On the contrary, we have also seen couples on social media boasting about how simple their wedding celebration was. Their simplistic approach to this was in stark contrast with the grand shows done by rich desi families. Kudos to them for adopting this humble approach. Surely, a simple wedding is encouraged in Islam.
But I dare to ask, is spending a huge sum of money on a special day is really that bad? Does doing this automatically label you as a show-off and makes you arrogant? I think not.
Let us leave ethos on the side and talk about the economic effect such celebrations have on our developing society. According to news sources, the local wedding industry is worth Rs. 900 billion. The Karachi Chamber of Commerce and Industry (KCCI) estimates that an average family spends approximately Rs 1.3 million on wedding expenditures.
To analyze this, let’s dive deeper and take my friend’s wedding as a case study—which I was unable to attend due to being bound by the pandemic and ruthless corporate rules that rob its employees of any fun.
A case study
Anyhow, back to the wedding. The Dullah made sure that his friends made arrangements of a dancing horse, fireworks, those yellow-clad bhangra people that put life into a boring event, and a band that makes a wedding look like a passing out parade of PMA Kakul. That spinning stick trick done by the captain of the band is a treat to watch.
Taking fireworks as an example. This may sound like an unnecessary thing, and surely the bride and groom could start their married life without it, but if you trace back carefully there is a whole industry of fireworks in our country. A whole market at the center of Raja Bazaar(Pindi) that deals in this. MILLIONS of people are associated with it.

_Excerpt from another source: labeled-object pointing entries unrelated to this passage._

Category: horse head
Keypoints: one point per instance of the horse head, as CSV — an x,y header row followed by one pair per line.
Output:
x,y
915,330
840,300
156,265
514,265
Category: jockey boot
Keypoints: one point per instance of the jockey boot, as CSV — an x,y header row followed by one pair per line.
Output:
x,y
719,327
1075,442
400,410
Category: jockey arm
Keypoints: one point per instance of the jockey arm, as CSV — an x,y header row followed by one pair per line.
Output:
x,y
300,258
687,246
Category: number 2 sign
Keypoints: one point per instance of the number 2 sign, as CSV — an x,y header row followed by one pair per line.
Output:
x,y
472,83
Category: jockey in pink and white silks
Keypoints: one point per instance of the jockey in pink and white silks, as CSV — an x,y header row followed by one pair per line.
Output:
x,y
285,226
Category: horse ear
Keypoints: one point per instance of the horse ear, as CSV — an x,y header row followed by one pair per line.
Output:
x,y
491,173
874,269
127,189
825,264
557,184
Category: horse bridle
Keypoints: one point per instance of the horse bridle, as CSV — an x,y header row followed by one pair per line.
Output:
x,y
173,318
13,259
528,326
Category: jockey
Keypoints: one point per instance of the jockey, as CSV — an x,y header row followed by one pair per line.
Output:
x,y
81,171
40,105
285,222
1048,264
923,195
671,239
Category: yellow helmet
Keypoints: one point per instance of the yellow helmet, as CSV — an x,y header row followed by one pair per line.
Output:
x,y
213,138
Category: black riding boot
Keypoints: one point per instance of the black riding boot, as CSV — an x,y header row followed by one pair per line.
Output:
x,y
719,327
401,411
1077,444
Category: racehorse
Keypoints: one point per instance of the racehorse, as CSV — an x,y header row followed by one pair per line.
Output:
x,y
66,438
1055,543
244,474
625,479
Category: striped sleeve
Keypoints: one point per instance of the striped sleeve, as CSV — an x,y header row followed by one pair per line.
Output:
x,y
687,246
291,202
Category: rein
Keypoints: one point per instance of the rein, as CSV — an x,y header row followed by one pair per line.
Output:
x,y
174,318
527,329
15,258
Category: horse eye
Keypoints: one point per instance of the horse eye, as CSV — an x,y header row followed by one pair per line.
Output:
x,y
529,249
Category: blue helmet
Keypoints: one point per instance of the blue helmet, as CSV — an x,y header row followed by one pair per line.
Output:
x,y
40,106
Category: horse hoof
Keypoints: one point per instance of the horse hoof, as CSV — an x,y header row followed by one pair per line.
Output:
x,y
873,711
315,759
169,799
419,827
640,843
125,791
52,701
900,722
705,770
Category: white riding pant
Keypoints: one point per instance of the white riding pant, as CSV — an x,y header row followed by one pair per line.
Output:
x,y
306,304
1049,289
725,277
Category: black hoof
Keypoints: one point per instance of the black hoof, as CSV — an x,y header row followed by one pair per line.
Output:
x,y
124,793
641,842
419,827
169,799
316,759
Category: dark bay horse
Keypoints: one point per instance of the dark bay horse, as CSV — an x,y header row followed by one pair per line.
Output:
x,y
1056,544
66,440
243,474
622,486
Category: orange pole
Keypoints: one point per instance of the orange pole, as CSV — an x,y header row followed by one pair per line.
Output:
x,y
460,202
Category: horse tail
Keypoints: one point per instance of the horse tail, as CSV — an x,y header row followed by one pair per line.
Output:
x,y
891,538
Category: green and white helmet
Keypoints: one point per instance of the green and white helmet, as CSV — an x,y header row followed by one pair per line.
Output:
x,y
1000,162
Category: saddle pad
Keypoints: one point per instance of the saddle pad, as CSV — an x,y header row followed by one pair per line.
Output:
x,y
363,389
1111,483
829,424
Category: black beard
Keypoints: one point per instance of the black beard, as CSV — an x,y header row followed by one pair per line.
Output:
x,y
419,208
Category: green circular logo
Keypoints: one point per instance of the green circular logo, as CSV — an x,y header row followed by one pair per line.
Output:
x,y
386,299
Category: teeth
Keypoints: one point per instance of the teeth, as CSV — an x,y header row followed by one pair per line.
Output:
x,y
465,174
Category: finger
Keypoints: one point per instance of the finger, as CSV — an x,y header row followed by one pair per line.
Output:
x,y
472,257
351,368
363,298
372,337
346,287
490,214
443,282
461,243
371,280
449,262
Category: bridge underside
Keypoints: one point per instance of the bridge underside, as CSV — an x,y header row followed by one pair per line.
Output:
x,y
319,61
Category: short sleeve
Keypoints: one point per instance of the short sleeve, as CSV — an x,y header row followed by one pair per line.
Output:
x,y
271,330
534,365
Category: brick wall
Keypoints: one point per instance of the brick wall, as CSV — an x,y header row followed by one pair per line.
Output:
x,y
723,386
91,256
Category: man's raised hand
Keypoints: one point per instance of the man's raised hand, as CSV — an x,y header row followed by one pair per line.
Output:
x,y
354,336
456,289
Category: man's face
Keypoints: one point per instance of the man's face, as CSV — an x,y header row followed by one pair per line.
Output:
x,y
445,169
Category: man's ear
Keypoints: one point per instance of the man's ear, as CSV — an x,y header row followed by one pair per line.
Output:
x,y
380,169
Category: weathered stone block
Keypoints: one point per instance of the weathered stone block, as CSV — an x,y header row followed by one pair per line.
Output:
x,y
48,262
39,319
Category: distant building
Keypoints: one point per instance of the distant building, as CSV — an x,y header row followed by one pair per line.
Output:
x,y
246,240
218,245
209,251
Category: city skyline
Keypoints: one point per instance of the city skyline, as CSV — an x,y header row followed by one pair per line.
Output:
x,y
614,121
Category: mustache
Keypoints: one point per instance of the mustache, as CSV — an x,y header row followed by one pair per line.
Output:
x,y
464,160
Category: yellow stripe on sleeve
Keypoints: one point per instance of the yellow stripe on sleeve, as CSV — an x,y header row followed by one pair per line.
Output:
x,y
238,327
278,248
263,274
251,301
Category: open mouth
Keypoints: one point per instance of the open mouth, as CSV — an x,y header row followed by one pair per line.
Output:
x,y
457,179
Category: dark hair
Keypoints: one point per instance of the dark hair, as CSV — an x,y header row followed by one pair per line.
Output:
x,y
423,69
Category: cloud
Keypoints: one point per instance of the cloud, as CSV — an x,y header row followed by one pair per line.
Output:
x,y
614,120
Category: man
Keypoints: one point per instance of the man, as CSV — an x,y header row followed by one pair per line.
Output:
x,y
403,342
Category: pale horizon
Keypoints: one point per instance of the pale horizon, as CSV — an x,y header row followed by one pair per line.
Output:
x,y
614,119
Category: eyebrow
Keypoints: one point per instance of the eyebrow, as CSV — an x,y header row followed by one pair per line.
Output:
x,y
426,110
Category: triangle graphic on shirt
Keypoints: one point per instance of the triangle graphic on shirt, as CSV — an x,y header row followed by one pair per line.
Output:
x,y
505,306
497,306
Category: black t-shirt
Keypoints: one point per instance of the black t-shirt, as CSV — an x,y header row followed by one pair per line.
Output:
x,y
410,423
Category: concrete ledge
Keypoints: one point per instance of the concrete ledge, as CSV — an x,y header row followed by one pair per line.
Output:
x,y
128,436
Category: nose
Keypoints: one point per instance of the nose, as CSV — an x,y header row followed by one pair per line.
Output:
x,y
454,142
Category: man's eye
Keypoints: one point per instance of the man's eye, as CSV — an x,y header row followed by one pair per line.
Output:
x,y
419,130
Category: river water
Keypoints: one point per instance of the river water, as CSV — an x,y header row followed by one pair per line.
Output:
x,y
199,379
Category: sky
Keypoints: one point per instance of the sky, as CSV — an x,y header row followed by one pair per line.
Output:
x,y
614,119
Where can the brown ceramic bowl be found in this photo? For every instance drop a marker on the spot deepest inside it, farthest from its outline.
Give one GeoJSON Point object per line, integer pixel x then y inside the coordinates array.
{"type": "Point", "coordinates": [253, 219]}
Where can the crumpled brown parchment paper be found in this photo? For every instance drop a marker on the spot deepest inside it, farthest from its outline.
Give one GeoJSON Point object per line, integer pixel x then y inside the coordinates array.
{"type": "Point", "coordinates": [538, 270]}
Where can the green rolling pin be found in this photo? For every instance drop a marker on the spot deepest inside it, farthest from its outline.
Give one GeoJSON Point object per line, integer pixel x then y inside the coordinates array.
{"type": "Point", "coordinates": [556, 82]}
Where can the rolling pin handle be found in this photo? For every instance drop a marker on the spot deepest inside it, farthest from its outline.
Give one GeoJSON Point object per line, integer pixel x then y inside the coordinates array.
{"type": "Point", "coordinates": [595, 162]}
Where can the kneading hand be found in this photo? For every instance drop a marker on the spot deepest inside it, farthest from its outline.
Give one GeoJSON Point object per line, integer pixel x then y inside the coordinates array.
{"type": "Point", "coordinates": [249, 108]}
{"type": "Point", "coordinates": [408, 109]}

The few moments of adrenaline you get and the fun you have watching those sparkly marvels in the sky puts food on the poor man’s table. The poor man who works in the firework work industry and labor he gets runs his little household. The transportation guys that deliver the load from the factory to shops, the “Chotu” that works in the shop who is the sole breadwinner of home, all of these are associated with this business.
What about that dancing horse? There are people who live their lives training and nourishing that elegant beast so that when the time comes, we can finally sing “ veer sada Ghori charya”. It is their family business and that’s how they get by.
Any person who has experienced Pindi in its raw and pure form has seen those bhangra people on the bustling committee chowk, donning yellow threads with a “Dhol” hanging around their neck, ready to party. It’s a business that has tons of people associated with it. Your money is what drives their home.
What about that young photographer who covers the lavish wedding and by the amount he earns pays his university dues. The list goes on and the chain of people associated with this wedding business is endless. The trickle-down effect this causes has a huge impact on the lives of many.
By now you must have grasped the point that I am trying to make. This pompous and glamorous display of wealth done by the rich actually drives the home of many less fortunate people. It’s the fire that drives the engine of society.
Now people may argue, all this help of poor people can be done if all the extra cash spent on these wedding are donated to charity. True, but that’s not enough to run a society. The economy doesn’t run on charities. Sure, it helps in the short term but to live by a household needs a steady income. We need skilled people and their services and an environment that helps these people grow their businesses. Only then we can progress as a society.
Through the aforementioned argument, I am not saying one must have a big event rather it is OK to have one. If you can afford it, have a big heart, and spend cash to make this special moment of your life memorable.